Although research into Zika virus is happening at breakneck speed, every finding seems to lead to still more questions. “It’s hard to keep up,” said Dr. Meaney-Delman, who is a Clinical Deputy on the Pregnancy and Birth Defects Task Force, part of the CDC’s Zika virus response.
What is known
What is known is that Zika virus is primarily vector-borne, either manifesting as a mild illness or remaining subclinical. The virus is also communicable through male-to-female sex, female-to-female sex, blood donation, and organ transplantation. Once infected, one is immune; if symptomatic, the presentation clears within a couple of weeks. If a woman is infected during pregnancy, it can be transmitted to the developing fetus, including at the time of birth, according to Dr. Meaney-Delman.
“We know transmission can occur in any trimester. We’ve seen it in the placenta, in amniotic fluid, in the brain, as well as in the brains of infants who have died,” she said.
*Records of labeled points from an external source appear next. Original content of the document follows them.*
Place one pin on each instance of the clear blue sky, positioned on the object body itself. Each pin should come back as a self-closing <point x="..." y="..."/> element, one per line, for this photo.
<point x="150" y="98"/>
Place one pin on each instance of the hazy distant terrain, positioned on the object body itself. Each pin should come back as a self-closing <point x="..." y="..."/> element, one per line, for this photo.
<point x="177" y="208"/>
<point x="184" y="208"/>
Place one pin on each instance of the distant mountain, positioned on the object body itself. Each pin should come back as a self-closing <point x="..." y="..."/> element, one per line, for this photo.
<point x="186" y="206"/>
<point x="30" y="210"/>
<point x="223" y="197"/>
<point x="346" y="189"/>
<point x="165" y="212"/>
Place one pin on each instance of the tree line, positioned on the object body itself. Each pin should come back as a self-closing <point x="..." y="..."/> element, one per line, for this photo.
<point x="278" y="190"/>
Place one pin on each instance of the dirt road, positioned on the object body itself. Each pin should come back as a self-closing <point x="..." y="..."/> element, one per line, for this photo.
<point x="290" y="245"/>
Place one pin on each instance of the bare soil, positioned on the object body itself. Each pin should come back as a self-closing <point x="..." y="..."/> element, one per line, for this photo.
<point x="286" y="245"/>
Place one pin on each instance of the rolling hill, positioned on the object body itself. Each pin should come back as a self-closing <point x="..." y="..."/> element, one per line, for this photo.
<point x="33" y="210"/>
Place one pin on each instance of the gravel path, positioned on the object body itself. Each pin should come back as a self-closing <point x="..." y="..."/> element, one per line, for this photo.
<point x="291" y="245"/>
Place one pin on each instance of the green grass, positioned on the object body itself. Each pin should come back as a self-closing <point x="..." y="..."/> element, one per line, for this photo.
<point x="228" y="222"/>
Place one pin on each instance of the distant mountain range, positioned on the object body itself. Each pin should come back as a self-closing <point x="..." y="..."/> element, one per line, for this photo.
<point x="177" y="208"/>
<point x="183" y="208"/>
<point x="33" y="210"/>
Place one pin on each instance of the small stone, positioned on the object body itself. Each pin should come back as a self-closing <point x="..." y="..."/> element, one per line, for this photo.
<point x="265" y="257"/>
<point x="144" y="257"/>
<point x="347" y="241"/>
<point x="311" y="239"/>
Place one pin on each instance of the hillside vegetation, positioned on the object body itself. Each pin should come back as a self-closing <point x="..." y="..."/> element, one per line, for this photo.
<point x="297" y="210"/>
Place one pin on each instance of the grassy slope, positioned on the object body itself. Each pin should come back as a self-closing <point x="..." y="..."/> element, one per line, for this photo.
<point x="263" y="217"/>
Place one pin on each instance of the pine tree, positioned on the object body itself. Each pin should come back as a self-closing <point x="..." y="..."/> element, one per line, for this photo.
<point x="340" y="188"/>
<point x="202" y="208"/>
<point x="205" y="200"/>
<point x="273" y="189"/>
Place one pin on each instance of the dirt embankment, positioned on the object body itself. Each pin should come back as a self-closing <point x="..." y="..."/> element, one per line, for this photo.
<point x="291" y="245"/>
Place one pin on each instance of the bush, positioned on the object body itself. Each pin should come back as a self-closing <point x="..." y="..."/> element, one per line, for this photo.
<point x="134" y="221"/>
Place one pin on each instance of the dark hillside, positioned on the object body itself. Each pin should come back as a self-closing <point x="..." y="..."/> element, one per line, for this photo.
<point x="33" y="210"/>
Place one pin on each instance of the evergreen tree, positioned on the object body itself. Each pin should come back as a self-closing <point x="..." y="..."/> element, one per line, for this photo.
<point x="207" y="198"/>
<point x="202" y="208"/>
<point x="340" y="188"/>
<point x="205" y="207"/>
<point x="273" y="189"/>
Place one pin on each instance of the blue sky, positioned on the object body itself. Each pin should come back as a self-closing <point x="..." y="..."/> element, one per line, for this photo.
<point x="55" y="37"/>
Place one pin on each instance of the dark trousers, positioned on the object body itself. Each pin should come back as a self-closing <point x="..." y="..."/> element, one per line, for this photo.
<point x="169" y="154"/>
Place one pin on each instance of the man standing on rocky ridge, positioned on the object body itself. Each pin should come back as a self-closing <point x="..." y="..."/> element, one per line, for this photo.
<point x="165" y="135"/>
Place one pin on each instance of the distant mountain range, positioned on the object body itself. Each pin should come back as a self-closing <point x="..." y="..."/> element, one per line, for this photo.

Whether the virus poses a risk to the fetus around the time of conception is not clear, but Dr. Meaney-Delman said that since other infections such as rubella and cytomegalovirus do pose a risk, the CDC is issuing Zika guidance accordingly.
Despite an initial theory that pregnant women were more susceptible to Zika infection, there is no evidence to date confirming this, but “the combination of mosquitoes and sexual transmission really puts a woman of reproductive age at risk,” said Catherine Y. Spong, MD, who also spoke during the meeting. Dr. Spong is acting director of the National Institute of Child Health and Human Development, part of the National Institutes of Health.
Based on data derived from other flaviviruses, the “good news” is that infected nonpregnant women who later want to conceive do not have a higher risk of bearing a child with Zika-related complications, according to Dr. Meaney-Delman.
Abnormalities seen and unseen
During the initial stages of the Zika outbreak in Brazil, the spiking rate of babies born with microcephaly attracted the most attention; yet it is now apparent that children were also born with a growing list of other Zika-associated pregnancy outcomes that likely were missed at the time, according to Dr. Spong.
“That’s not to say that a child that doesn’t have microcephaly does or doesn’t have some of these other complications. We don’t know; they weren’t studied because they didn’t have the microcephaly,” Dr Spong said. “To get the data right, you need to follow all the children.”
Brain abnormalities such as ventriculomegaly and intracranial calcifications, as well as a range of growth abnormalities, miscarriage, and stillbirth are increasingly associated with infants born to infected women. Data is also beginning to link Zika virus to limb abnormalities, hypertonia, hearing loss, damage to the eyes and central nervous system, and seizures.
The World Health Organization has also noted the involvement of the cardiac, genitourinary, and digestive systems in babies born to infected mothers in Panama and Colombia. “The caveat [to these data], is that all these women were symptomatic,” Dr. Spong said, noting that in Brazil, where the outbreak was first documented, 80% of the infected pregnant women were asymptomatic during the pregnancy.
“Just because the mother has no symptoms, she’s fine? That doesn’t make any sense to me,” Dr. Spong said. “We know that infections in pregnancy can result in long-term outcomes in kids that you don’t have the ability to diagnose at birth. We need to be cognizant of this and we need to study it.”
Although initial theories were that viremia in symptomatic women was likely higher, thus imparting a higher risk of infection in their fetus, Dr. Meaney-Delman said the number of asymptomatic women whose fetuses are affected has debunked this line of thinking.
Risk of infection during pregnancy
As to what the actual risk of Zika virus infection is during pregnancy, “honestly we don’t know,” said Dr. Spong. “There are modeling estimates that [it’s] between 1% and 13% in a first trimester infection, but we don’t have the hard and fast data.”